- Date: 13–19 November
- Edition: 4th
- Surface: Carpet / Indoor
- Location: Brescia, Italy

Champions

Singles
- Lukáš Lacko

Doubles
- Sander Arends / Sander Gillé
| Trofeo Città di Brescia |

= 2017 Trofeo Città di Brescia =

The 2017 Trofeo Città di Brescia was a professional tennis tournament played on carpet courts. It was the fourth edition of the tournament which was part of the 2017 ATP Challenger Tour. It took place in Brescia, Italy between 13 and 19 November 2017.

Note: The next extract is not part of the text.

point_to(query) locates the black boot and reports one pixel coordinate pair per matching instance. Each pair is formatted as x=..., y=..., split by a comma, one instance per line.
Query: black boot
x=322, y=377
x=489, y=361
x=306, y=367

==Singles main-draw entrants==
===Seeds===

| Country | Player | Rank^{1} | Seed |
|---|---|---|---|
| HUN | Márton Fucsovics | 84 | 1 |
| ROU | Marius Copil | 91 | 2 |
| ITA | Andreas Seppi | 94 | 3 |
| SVK | Lukáš Lacko | 126 | 4 |
| GER | Oscar Otte | 134 | 5 |
| ITA | Stefano Travaglia | 137 | 6 |
| LTU | Ričardas Berankis | 141 | 7 |
| BIH | Mirza Bašić | 153 | 8 |

- ^{1} Rankings are as of 6 November 2017.

===Other entrants===
The following players received wildcards into the singles main draw:
- ITA Filippo Baldi
- ITA Liam Caruana
- ESP Alejandro Davidovich Fokina
- ITA Andrea Pellegrino

The following player received entry into the singles main draw using a protected ranking:
- UZB Farrukh Dustov

The following player received entry into the singles main draw as an alternate:
- FRA Constant Lestienne

The following players received entry from the qualifying draw:
- BLR Aliaksandr Bury
- SVK Lukáš Klein
- RUS Denis Matsukevich
- UKR Volodymyr Uzhylovskyi

The following players received entry as lucky losers:
- ITA Giovanni Fonio
- SUI Luca Margaroli
- SVK Patrik Néma

==Champions==
===Singles===

- SVK Lukáš Lacko def. LTU Laurynas Grigelis 6–1, 6–2.

===Doubles===

- NED Sander Arends / BEL Sander Gillé def. SUI Luca Margaroli / AUT Tristan-Samuel Weissborn 6–2, 6–3.